Dua direktorat di Ditjen SDPPI itu lah yang mengawasi dan mengendalikan peredaran alat dan perangkat telekomunikasi, serta memastikan bahwa alat atau parangkat tersebut sudah bersertifikasi atau belum.

Tri HS dari Indonesia National Single Window (INWS) mengungkapkan bahwa dalam penerapan tata niaga post border, INWS secara teknis mengawal empat pilar, yakni sistem, pelayanan, serta pengawasan dan koordinasi teknis.

Kasubdit Harmonisasi dan Transformasi Bisnis INWS itu menjelaskan bahwa penerapan tata niaga post border sudah menggunakan full system, di mana di dalamnya ada pelayanan, pengawasan dan pengendalian, serta koordinasi teknis antarkementerian dan lembaga terkait, termasuk Kemkominfo.
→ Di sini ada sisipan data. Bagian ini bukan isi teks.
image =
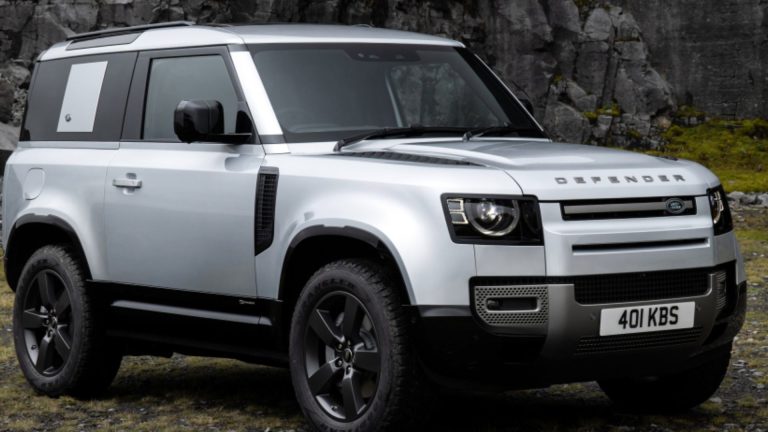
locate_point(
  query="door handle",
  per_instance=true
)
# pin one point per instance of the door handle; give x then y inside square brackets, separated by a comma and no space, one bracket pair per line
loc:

Sementara Kepala Pusat Akreditasi Laboratorium dan Lembaga Inspeksi, Badan Standardisasi Nasional (BSN) Dodi Purnomo mengatakan bahwa importir dan distributor perangkat telekomunikasi sekarang sudah lebih dipermudah dalam mendapatkan perizinan berdasarkan kebijakan baru dibanding peraturan sebelumnya.

Dalam proses pengujian perangkat misalnya, kata Dodi Purnomo, dilakukan dengan melibatkan laboratorium pengujian yang memiliki kapasitas dan diakui baik oleh pemerintah maupun swasta, dan hasil ujinya pun diterima banyak lembaga uji lain.

Namun yang terpenting, katanya, dalam pengajuan pengujian, pemohon harus memperhatikan kelengkapan persyaratan sehingga proses penerbitan sertifikasi dan izinnya bisa berjalan sesuai yang diharapkan para vendor, importir, maupun distributor.

Oleh karena itu, Dodi Purnomo meminta pemohon sertifikasi dan izin bidang telekomunikasi memberikan data dan dokumen administrasi yang lengkap sesuai dengan persyaratan Self Declaration of Confirmity (SDoC) yang berlaku.

Dirjen SDPPI Ismail yang membuka sosialisasi ini juga menegaskan bahwa sertifikasi model SDoC merupakan bentuk dukungan pemerintah terhadap perkembangan industri perangkat telekomunikasi.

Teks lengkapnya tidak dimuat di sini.